Nevertheless, since the Supreme Court’s Dobbs v. Jackson decision and subsequent state-level enactment of more restrictions on abortion, many media reports have been quoting physicians about how reluctant they are to perform certain medical interventions in case of pregnancy-related emergencies because they fear prosecution under the new state bans. This, the articles say, is leading to a dangerous landscape for pregnant women.
But Skop believes that the legal vagueness can be cleared up for doctors in a number of ways. State medical societies, with the help of legal counsel, can provide recommendations for their members about what is and what is not included in the law. Hospital committees can help doctors know what the laws say. A special hospital board can be established and prepared to convene at a moment’s notice if there’s a situation where a doctor is not sure what can be done, legally.
“Now that we have this new world where the states are going to be legislating abortion, there should be a very clear process, starting at the level of the state boards, going down to state and local medical associations, going down to individual hospital quality committees, to provide guidance,” Skop said. “I’ve practiced in a Baptist system for 25 years, and of course we don’t do elective abortions. But in these rare situations that I’ve mentioned – a woman is 18 weeks, there’s ruptured membranes, she’s clearly not infected yet, what should we do – we already have systems in place where three doctors, a chaplain, perhaps legal counsel will collaborate and discuss what in this particular situation should be done, and then they’ll make a recommendation on the hospital chart, and it gets done.”
Skop also believes that state governments can clarify laws further. “We have a regulatory state for every other law that’s not clear, right? Congress passes unclear laws all the time, and some bureaucracy at some level will put into place more specifics,” she said. “If it’s really unclear or if it doesn’t offer an exception for life or if there’s something about it that the people of that state say ‘We don’t want this; it’s not right,’ we can always revise our laws.”
Abusing the “health” exception?
In the meantime, Skop fears that the Biden Administration will go beyond EMTALA’s focus on life-threatening conditions and require abortion in less serious cases as well.

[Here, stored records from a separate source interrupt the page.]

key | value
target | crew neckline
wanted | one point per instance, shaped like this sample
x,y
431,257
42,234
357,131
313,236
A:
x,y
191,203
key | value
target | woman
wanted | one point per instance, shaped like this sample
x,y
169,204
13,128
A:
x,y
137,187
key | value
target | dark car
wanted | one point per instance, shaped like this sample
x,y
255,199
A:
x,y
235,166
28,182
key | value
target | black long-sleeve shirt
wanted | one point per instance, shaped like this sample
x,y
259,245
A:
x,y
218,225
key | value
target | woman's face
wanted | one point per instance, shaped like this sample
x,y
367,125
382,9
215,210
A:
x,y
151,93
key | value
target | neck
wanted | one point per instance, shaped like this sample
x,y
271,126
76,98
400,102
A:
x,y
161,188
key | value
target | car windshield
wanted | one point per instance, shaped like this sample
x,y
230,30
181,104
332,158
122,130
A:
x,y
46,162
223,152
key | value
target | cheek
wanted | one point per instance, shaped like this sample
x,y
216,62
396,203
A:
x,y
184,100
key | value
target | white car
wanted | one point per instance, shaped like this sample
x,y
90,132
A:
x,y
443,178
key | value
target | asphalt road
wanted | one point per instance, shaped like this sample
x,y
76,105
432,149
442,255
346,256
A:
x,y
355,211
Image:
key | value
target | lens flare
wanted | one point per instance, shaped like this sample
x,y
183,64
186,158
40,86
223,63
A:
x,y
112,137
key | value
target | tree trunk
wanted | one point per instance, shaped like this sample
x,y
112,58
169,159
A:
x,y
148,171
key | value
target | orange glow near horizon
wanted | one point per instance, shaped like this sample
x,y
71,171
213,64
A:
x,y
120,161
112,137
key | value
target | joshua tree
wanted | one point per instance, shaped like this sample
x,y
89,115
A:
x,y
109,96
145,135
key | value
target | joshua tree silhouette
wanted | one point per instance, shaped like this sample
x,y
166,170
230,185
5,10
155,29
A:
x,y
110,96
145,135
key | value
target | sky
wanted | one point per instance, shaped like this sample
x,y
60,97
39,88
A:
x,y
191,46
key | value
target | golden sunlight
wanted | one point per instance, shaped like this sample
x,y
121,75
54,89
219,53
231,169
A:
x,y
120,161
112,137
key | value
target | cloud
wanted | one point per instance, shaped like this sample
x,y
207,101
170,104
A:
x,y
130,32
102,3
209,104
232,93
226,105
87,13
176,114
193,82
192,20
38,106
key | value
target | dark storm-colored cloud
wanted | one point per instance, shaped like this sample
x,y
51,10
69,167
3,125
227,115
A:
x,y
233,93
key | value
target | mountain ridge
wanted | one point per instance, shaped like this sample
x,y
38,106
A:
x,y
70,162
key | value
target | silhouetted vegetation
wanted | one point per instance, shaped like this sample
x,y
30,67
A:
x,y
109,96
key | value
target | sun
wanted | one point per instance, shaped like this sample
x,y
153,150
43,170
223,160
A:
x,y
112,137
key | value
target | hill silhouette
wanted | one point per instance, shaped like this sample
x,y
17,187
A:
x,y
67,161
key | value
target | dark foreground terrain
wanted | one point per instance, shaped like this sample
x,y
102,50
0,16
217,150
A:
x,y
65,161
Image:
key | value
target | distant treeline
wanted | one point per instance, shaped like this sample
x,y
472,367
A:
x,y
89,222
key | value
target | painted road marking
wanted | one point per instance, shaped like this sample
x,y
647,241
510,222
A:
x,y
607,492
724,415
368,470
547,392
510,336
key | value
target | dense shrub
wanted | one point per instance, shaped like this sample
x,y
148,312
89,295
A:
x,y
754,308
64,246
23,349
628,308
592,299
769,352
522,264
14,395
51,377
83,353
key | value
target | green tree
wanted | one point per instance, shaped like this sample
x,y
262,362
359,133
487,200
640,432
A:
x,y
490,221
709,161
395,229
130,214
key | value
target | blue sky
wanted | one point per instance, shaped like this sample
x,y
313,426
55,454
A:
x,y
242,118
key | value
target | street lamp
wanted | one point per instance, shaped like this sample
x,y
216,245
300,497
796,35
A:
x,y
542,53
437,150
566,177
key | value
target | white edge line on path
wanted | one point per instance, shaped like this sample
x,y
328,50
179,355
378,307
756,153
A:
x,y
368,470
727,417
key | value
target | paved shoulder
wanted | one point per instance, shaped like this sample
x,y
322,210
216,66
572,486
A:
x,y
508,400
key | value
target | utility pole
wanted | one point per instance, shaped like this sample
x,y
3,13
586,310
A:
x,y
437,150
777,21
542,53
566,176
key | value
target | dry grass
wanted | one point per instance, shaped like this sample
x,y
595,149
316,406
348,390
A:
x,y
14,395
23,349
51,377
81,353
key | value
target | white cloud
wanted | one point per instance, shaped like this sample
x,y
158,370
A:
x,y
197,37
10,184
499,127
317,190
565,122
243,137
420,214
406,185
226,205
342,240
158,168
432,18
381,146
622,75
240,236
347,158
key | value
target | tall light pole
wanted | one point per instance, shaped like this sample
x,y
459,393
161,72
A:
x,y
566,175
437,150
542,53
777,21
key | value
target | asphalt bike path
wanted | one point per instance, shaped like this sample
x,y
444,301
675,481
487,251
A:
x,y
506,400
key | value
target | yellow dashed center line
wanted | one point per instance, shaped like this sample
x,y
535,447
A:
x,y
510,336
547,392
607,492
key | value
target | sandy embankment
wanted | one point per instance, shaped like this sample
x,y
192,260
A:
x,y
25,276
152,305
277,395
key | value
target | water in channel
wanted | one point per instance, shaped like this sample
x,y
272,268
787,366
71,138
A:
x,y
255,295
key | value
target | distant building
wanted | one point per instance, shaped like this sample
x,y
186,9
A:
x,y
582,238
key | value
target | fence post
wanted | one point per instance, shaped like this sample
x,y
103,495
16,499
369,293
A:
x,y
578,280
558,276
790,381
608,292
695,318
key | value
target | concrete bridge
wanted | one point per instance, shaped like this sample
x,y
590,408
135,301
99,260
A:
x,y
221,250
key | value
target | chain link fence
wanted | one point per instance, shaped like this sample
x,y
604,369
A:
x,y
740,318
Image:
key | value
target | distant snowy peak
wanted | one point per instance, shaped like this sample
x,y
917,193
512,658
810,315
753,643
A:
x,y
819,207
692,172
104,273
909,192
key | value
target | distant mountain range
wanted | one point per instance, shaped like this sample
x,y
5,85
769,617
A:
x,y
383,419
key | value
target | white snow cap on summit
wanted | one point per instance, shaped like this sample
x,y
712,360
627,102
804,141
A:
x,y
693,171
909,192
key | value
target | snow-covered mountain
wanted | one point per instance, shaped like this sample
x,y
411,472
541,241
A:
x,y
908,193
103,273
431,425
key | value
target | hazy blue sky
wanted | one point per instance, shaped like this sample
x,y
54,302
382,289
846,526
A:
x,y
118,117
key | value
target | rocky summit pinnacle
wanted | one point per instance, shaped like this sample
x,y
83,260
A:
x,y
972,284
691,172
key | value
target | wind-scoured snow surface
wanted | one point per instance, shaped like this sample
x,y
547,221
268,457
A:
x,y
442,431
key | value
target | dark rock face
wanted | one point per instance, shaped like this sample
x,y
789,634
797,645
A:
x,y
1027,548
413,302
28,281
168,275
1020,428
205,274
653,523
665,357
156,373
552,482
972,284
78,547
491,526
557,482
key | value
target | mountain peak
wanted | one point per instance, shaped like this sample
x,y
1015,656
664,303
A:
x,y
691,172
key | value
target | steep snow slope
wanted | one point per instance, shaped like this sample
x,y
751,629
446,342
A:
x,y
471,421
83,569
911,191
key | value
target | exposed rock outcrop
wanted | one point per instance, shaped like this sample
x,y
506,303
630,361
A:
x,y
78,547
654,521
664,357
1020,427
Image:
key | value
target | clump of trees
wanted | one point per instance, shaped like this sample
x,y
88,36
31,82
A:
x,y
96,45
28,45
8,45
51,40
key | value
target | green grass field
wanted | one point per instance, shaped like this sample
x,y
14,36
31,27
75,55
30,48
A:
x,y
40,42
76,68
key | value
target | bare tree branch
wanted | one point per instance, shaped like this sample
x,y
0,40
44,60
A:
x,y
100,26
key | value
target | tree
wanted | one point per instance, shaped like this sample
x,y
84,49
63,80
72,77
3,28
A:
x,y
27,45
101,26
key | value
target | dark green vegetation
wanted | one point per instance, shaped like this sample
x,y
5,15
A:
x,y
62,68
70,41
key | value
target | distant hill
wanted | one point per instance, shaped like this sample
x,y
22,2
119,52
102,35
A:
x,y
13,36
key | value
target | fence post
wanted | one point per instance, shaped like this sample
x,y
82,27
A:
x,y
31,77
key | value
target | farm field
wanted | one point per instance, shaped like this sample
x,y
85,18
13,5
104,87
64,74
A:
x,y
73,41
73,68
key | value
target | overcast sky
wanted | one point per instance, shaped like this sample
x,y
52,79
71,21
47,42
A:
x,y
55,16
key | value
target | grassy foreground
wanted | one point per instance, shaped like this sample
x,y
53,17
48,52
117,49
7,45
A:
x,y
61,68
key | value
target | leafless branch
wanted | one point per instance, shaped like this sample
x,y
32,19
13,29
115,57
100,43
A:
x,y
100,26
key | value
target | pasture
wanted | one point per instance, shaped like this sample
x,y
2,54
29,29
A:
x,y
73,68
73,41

“If they persist in saying EMTALA covers not just life-threatening conditions but covers health, I think that’s where they’re going to try to put pressure on physicians to perform abortions that are not clearly indicated,” she said.
Marie Hilliard, Ethics Committee co-chairwoman of the Catholic Medical Association, shares Skop’s concern. Hilliard said recently that the July 11 statement from HHS defines the phrase “emergency medical condition” as “a condition manifesting itself by acute symptoms of sufficient severity (including severe pain) such that the absence of immediate medical attention could reasonably be expected to result in placing the individual’s health [or the health of an unborn child] in serious jeopardy, serious impairment to bodily functions, or serious dysfunction of bodily organs.”
While EMTALA defines the term “health,” the July 11 HHS statement does not. Hilliard points out that in Doe v. Bolton, the 1973 companion decision to Roe v. Wade, opened the door to all abortions, medically necessary or not, based on how the physician and mother defined “health.”
“It became a subjective standard,” Hilliard said in a statement, “which, if applied in this case, would force the Catholic hospital to allow all abortions on demand.”